Au lendemain de la première Guerre mondiale, le progrès de l’industrialisation permettait au plus grand nombre d’accéder à la sécurité et à l’hygiène. La naissance de nos grandes marques patrimoniales s’accompagnait d’une portée messianique, à l’instar d’un Lustucru, qui mettra des œufs dans ses pâtes pour favoriser la re-nutrition des Français.
Cinquante ans plus tard, le système se grippe avec ses premières dérives, celles du profit et de la rentabilité au détriment de la santé publique. Jacques Borel est parodié au cinéma dans L’Aile ou la cuisse, les marques s’enivrent entre publicité et marketing pour devenir les grandes stars d’une société baptisée de consommation. Dans les temples de la profusion, les tomates sont aspergées d’éthylène pour mûrir plus rapidement, le «tout anguleux» facilite le gerbage, la standardisation appauvrît les discours-produit au profit du fameux «plus gros le logo».
L’escalade atteint son paroxysme lorsque les scandales sanitaires éclatent. Pesticides, additifs, malbouffe finissent d’égratigner sérieusement ces grandes marques nationales et enseignes, qui n’auront finalement connu que 70 ans entre la naissance du réfrigérateur et la crise de la vache folle. La fin du siècle scelle le point d’orgue d’une immense perte de confiance ; cette fois, elles sont diabolisées.

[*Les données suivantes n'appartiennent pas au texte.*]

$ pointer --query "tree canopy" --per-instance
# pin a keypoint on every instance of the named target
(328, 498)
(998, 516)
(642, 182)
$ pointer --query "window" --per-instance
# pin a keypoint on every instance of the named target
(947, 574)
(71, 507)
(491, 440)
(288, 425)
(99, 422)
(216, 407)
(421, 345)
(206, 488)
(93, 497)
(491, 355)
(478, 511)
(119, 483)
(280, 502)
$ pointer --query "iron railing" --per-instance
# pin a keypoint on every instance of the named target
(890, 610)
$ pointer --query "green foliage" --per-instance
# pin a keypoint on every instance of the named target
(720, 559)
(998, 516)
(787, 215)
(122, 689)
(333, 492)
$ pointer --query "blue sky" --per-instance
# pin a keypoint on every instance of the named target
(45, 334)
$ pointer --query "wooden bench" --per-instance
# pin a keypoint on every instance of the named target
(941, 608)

Plus d’émotion et d’aspiration
S’ajoute à cette débandade un contexte concurrentiel qui rebat les cartes. La digitalisation du monde fait alors naître les pure players, ces petites marques locales qui n’ont pas les moyens des grandes pour acheter du mètre-linéaire et créent des réseaux alternatifs emprunts d’empathie. Vente en direct, abonnements, livraisons, économie collaborative... : storytelling et expérience font leur entrée sur le marché et challengent les grands acteurs du FMCG.

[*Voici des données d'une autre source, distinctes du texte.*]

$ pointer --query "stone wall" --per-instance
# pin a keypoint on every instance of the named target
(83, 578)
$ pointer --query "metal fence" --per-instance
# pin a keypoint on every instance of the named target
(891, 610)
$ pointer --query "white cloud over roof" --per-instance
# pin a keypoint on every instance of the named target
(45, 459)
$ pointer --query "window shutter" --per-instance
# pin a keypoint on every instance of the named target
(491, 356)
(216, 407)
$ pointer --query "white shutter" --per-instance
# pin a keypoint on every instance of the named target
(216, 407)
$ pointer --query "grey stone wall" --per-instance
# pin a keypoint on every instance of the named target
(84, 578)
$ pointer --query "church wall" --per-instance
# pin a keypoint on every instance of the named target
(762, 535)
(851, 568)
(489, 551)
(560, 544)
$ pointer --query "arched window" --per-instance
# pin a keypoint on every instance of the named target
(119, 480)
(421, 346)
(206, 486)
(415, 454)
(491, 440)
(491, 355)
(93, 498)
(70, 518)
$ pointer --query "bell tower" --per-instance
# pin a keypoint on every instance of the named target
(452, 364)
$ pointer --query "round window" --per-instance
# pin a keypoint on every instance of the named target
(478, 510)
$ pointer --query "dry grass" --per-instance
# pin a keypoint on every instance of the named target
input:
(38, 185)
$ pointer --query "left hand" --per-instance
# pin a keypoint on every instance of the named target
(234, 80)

C’est l’heure d’une réconciliation imposée à une échelle plus intime : les grands retailers expérimentent de nouveaux parcours clients, ils se tournent vers plus d’émotion et d’aspiration. Dans cette nouvelle aventure «user centric», les marques créent un rapport privilégié avec des consommateurs très sollicités et en attente de personnalisation.
La culture mainstream doit se réinventer : tout en continuant à impacter le plus grand nombre, elle doit désormais s’adresser à chacun. Les marques font face à des clients informés qui prennent le pouvoir individuellement ou en communautés, et exigent de tout savoir. Nous entrons, à marche forcée, dans l’ère de la transparence et de la vérité.
Transformation culturelle
Entre politique RSE et engagement sociétal, les marques envisagent leur transformation culturelle, de gouvernance et de modèle économique. Elles avouent même leur fragilité en prenant exemple sur un Camper, qui reconnait «a little better, never perfect», ou sur un KFC, qui avoue «we’re sorry» en pleine rupture de poulet. Ainsi, il aura fallu six générations pour que les grandes marques industrielles se relèvent de leurs traumatismes et traversent les époques, six générations pour qu’elles assument leur supplément d’âme et remettent du lien. Et la marque Innocent d’engager la conversation sur son pack en invitant à «papoter».
Voilà qu’elles s’investissent de missions salvatrices, incarnent des raisons d’être incontournables pour rendre le monde meilleur. Elles se montrent accessibles, créent de nouvelles logiques vertueuses, de nouveaux circuits de distribution. Elles co-créent, cohabitent, partagent, dialoguent et se révèlent dans leur humanité.
La crise de la Covid-19 impose toujours plus de flexibilité, de service et d’écoute. D’ici à 30 ans, nous assisterons au vieillissement de la population en Europe, à l’épuisement des ressources naturelles, au développement de l’IA dans tous les domaines et à une mobilité accrue. Que deviendront nos marques au cœur de ces changements profonds et structurants ? Gageons qu’elles nous prouvent encore leur capacité de résilience.